Presidents' Lounge, Connelly Center, Reception – 6 p.m., Reading – 7 p.m.

This year's Chair, Emma Dabiri, brings an invaluable voice and analysis of Irish culture and history to her readers. Her first book, Twisted, offers an analysis of African hair traditions, wound into a memoir about growing up in Dublin. This as well as a richly detailed and scholarly history is written in literary prose with a fresh voice. Her second book, provocatively titled, What White People Can Do Next is both practical text and personal story. Like Twisted, the prose is alternately wry and moving, cutting and encouraging. Anything but complacent, her writing asks us to challenge long-held assumptions about race. Join us to warmly welcome Emma to Villanova's campus!


Conversation with Heimbold Chair, Emma Dabiri

Monday, Apr. 4, 2022

Falvey Library, Speaker's Corner, 6 p.m.

The Irish Studies Heimbold Chair, Emma Dabiri, will talk with Kim DaCosta, PhD, about the newly formed African-American Irish Diaspora Network of which DaCosta is a board member. DaCosta is the author of Making Multiracials: State, Family, and Market in the Redrawing of the Color Line and teaches sociology at New York University. Jennifer Joyce, PhD, associate director, Center for Irish Studies, will moderate the discussion.

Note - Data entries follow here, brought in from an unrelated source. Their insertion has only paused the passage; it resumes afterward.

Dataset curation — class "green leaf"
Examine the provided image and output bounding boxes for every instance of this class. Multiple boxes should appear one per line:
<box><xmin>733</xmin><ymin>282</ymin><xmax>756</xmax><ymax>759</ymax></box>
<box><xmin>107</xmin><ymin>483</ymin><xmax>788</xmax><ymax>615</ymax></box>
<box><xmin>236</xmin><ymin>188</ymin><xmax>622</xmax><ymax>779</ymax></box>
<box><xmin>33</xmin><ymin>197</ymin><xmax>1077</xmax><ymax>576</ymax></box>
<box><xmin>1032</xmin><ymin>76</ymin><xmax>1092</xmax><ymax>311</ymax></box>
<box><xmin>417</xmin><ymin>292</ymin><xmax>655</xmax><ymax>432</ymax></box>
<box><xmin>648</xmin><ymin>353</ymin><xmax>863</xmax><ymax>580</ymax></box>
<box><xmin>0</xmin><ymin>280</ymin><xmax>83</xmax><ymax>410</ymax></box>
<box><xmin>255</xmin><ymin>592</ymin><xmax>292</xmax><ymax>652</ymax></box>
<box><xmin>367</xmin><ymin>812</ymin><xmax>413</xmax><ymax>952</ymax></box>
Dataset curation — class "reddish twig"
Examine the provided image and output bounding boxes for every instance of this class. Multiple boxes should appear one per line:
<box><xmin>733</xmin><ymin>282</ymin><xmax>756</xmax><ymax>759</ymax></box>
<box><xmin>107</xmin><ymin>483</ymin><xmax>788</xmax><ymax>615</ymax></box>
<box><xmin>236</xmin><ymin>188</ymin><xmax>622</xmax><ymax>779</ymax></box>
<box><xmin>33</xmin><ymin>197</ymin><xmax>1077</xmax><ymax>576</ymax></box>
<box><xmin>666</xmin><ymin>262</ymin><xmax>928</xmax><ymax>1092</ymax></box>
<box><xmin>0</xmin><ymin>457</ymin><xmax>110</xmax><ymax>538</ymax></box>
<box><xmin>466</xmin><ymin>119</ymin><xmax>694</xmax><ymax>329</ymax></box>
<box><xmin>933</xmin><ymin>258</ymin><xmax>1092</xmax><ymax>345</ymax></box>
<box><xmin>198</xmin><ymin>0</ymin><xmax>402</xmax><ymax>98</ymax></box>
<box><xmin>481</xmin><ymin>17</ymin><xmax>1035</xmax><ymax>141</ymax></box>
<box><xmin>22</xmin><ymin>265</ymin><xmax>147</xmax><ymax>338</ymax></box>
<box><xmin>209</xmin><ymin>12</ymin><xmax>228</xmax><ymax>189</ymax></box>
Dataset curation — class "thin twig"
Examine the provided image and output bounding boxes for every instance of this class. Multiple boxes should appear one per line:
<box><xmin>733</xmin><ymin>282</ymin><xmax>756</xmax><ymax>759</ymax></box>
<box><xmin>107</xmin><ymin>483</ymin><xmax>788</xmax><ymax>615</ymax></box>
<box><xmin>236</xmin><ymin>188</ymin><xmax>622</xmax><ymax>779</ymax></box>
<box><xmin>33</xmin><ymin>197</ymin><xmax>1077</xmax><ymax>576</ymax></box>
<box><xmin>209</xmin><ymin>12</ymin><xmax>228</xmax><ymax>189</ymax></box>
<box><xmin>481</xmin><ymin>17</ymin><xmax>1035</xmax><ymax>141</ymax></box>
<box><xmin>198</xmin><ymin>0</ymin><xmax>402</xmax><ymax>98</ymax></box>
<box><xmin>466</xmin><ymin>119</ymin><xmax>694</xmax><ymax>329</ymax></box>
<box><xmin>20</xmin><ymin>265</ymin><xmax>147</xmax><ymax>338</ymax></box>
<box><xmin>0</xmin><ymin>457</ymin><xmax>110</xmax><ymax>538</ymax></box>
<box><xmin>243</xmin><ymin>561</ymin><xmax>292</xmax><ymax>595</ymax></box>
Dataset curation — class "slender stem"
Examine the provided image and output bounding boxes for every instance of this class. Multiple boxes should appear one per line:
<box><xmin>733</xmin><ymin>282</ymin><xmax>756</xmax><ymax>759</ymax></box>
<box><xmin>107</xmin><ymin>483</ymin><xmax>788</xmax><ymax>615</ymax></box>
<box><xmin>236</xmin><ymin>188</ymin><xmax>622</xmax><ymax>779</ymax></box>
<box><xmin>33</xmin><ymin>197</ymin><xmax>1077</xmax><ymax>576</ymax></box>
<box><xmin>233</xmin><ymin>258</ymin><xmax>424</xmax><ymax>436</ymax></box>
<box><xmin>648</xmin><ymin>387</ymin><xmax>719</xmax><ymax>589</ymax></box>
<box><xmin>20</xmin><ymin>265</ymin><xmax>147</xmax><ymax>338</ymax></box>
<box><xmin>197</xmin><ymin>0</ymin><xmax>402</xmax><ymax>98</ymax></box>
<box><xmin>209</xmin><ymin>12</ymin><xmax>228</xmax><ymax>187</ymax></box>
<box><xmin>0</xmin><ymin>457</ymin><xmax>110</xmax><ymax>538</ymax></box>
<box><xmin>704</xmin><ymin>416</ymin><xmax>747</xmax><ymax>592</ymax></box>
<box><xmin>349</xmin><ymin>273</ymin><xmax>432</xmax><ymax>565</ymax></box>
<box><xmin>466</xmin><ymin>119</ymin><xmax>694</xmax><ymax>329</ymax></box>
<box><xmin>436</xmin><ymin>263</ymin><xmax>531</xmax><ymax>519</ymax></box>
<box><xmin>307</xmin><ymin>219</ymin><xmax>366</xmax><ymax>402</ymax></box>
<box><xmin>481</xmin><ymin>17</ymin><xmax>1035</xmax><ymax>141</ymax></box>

"The Politics of the Irish Harp Symbol from Henry VIII to Brexit" Lecture with Mary Louise O'Donnell

Wednesday, Apr. 23, 2022

Falvey Library, Speaker's Corner, 4 p.m.

Mary Louise O'Donnell, PhD, is a harpist, musicologist and former Fulbright scholar. Her first book Ireland's Harp: The Shaping of Irish Identity c. 1770 to 1880 was published by UCD Press in 2014 and she has also published widely on topics relating to Irish cultural history, semiotics, and performance studies. Mary Louise and her sister Teresa recently completed the recording of an album which includes compositions for pedal harp, portable Irish harp, and voice to harp accompaniment by the nineteenth-century Irish composer Charles Egan.


About the Center for Irish Studies: The Center for Irish Studies at Villanova University has been a leader for four decades in interdisciplinary teaching and scholarship on Ireland in a global framework. The Center connects students to local community organizations while also preparing them to become citizens equipped to take on the world’s most pressing challenges. Through liberal arts-focused academics, multi-disciplinary scholarship and key partnerships, the Center provides students with research, study abroad and employment opportunities.

About Villanova University’s College of Liberal Arts and Sciences: Since its founding in 1842, Villanova University’s College of Liberal Arts and Sciences has cultivated knowledge, understanding and intellectual courage for a purposeful life in a challenging and changing world. With more than 40 majors across the humanities, social sciences and natural sciences, it is the oldest and largest of Villanova’s colleges, serving more than 4,500 undergraduate and graduate students each year. The College is committed to a teacher-scholar model, offering outstanding undergraduate and graduate research opportunities and a rigorous core curriculum that prepares students to become critical thinkers, strong communicators and ethical leaders with a truly global perspective.